Uit het onderzoek blijkt niet overtuigend dat gezamenlijke uitbetaling van loon en uitkering wenselijk is. Ik zal daarom niet overgaan tot het creëren van een juridische basis hiervoor.

Tenslotte

De pilots blijven tot eind 2012 bijdragen bij aan de kennis en ervaring die nodig is voor een goede uitvoering en verdere invulling van de wet- en regelgeving WWNV. Ik blijf de pilots dan ook goed volgen en zorgen dat de ervaringen waar mogelijk gebruikt worden voor de vormgeving van de wet en verspreid worden naar de uitvoerders.

Op deze manier dragen de pilots bij aan waar het uiteindelijk om gaat: meer mensen met een arbeidsbeperking met een duurzame, reguliere baan.

De staatssecretaris van Sociale Zaken en Werkgelegenheid,

P. de Krom


X Noot
1

Deze informatie is door het onderzoeksbureau verkregen door een belronde langs de verschillende gemeenten.

X Noot
2

VNG, UWV, Cedris, Divosa, cliënten-, werknemers- en werkgeversorganisaties.

X Noot
3

Kamerstukken II, 29 817, nr. 40.

X Noot
4

Kamerstukken II 2008–2009, 29 817, nr. 40.

X Noot
5

Voor het ontvangen van één loonstrook en één overmaking van de werkgever moet een juridische basis worden gecreëerd voor bruto samenvoeging van loon en aanvullende uitkering.
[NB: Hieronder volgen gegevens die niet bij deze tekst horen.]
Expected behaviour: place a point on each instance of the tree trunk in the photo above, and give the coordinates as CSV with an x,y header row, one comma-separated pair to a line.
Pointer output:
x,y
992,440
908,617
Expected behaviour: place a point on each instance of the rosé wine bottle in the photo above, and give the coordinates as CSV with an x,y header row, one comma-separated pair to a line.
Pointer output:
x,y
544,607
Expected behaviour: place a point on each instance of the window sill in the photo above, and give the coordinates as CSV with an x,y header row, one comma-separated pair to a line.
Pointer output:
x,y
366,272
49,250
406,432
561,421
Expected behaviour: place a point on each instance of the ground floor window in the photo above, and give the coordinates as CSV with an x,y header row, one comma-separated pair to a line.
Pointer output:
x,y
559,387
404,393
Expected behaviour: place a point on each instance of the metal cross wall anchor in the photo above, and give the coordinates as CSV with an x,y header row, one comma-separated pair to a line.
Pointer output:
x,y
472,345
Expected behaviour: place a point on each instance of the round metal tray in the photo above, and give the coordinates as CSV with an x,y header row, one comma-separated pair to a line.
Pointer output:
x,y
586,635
Dit heeft tot gevolg dat dan de witte loonbelastingtabel van toepassing is, die rekening houdt met de fiscale arbeidskorting. Dit zou betekenen dat ook op de aanvullende uitkering de arbeidskorting wordt toegepast. Dit geeft de werknemereen fiscaal voordeel ten opzichte van de situatie waarin loon en aanvullende uitkering gescheiden worden uitbetaald. Dit is een niet te rechtvaardigen onderscheid in behandeling van mensen in identieke situaties. Los daarvan is het ook de principiële vraag of het wenselijk is om arbeidskorting toe te passen op het uitkeringsdeel.